Review by Madelyn Ritrosky
I’m a sucker for a good romance and that’s what The Illusionist is. But it’s also more. It’s a good mystery, set in Vienna a century ago in what was the Austro-Hungarian Empire prior to World War I.
Forbidden romance... There’s something ageless and alluring about that, and it is the driving force of The Illusionist both for the plot and the central character.
Eisenheim is an illusionist, a magician and talented showman, played by Edward Norton. But he had the bad luck to be born a cabinetmaker’s son, for the love of his life is Princess Sophie (Jessica Biel), the unattainable lover whose blueblood family would never allow a match with a peasant.
Well, she’s not truly unattainable. In flashback, we learn that they enjoyed clandestine meetings as teenagers, becoming each other’s first love. When the young lovers are about to be discovered and torn apart, she pleads for him to use his special talents and make them disappear. Of course, he cannot. But, first love turns out to be true love.
When they meet fifteen years later, Eisenheim is now an accomplished illusionist drawing large audiences and Sophie is about to be roped in as fiancé to nasty Prince Leopold (Rufus Sewell) which means, of course, that Eisenheim and Sophie must tempt fate. Will they win? Or do things go horribly awry?

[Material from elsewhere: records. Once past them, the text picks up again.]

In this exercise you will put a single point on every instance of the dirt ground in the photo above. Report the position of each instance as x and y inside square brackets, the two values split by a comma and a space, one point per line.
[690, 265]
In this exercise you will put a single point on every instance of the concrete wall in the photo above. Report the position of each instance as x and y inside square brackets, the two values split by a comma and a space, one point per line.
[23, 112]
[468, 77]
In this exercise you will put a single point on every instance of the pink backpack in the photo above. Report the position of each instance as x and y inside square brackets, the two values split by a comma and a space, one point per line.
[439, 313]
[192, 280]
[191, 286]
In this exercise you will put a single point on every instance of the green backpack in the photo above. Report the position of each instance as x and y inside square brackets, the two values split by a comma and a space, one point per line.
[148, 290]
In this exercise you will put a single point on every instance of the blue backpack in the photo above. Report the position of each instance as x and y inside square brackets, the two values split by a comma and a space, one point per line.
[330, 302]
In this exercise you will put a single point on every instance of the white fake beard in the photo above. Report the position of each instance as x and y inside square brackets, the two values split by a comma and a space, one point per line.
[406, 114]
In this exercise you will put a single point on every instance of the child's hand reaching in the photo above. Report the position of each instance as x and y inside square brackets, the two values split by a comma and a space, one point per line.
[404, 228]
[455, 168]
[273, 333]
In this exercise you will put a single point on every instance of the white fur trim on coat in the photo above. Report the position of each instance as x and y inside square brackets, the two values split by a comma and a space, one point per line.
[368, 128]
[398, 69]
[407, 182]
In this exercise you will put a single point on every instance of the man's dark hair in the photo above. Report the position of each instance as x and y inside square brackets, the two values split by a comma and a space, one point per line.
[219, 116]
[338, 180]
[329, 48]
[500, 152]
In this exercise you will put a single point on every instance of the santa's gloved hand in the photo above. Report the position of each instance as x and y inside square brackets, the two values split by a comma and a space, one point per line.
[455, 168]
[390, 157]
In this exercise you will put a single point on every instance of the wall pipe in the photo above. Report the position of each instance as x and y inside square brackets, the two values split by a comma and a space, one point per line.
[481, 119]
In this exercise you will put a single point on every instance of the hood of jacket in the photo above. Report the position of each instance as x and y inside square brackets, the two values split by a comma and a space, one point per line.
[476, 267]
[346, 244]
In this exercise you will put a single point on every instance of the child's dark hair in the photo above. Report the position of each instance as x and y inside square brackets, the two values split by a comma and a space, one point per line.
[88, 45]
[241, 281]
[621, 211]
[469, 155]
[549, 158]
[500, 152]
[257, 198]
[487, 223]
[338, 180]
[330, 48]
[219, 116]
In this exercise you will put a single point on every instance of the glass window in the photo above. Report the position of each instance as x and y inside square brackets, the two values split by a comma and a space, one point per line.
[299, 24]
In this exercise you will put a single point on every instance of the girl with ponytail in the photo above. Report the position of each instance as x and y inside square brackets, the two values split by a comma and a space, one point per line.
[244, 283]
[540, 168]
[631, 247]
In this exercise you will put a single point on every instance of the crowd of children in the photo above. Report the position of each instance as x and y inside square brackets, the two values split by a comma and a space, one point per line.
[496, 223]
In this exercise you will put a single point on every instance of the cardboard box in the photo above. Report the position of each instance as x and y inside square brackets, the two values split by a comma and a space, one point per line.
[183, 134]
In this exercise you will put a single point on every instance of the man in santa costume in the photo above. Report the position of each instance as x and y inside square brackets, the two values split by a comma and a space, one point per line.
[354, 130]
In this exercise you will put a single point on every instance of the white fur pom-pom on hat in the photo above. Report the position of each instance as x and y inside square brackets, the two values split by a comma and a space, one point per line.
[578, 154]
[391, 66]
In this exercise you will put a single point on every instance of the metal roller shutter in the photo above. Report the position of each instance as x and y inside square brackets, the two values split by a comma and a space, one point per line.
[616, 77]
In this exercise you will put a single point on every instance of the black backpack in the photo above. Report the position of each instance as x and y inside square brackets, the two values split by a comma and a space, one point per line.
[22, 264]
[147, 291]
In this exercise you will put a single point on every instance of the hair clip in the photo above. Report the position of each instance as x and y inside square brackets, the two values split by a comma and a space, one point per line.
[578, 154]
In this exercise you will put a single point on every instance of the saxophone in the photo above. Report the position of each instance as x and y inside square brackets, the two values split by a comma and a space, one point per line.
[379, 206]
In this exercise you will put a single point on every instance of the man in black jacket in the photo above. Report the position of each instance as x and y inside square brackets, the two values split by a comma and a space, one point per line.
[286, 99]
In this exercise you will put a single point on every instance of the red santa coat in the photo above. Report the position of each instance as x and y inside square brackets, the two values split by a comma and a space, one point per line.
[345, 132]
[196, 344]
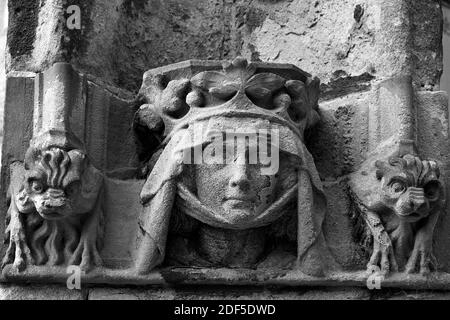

The other ingredient in the mystery mix is Chief Inspector Uhl, played by Paul Giamatti. The inspector straddles the line of royal henchman and public servant dedicated to justice, with Eisenheim constantly pushing him to take the high road for his own personal reasons. Just as Uhl constantly both pushes and advises Eisenheim, for the prince wants nothing good for his woman’s lover.
The Illusionist has a wonderful, turn-of-the-last-century feel, shot in Prague, and full of dark scenes with Eisenheim performing his magic. I particularly liked the opening credit sequence, with a sepia-toned overlay to rather fuzzy, slow-moving, sketch-type images that dissolve into quick long shots of people in the streets. It does capture the feel of very old film sequences from the time, prior to 1915, when simple street shots of moving people and vehicles were enough to engage film’s earliest audiences.
And The Illusionist has enough romance, enough mystery, and enough historical elegance to engage audiences of today. The Illusionist opens in theaters on Friday, August 18, 2006.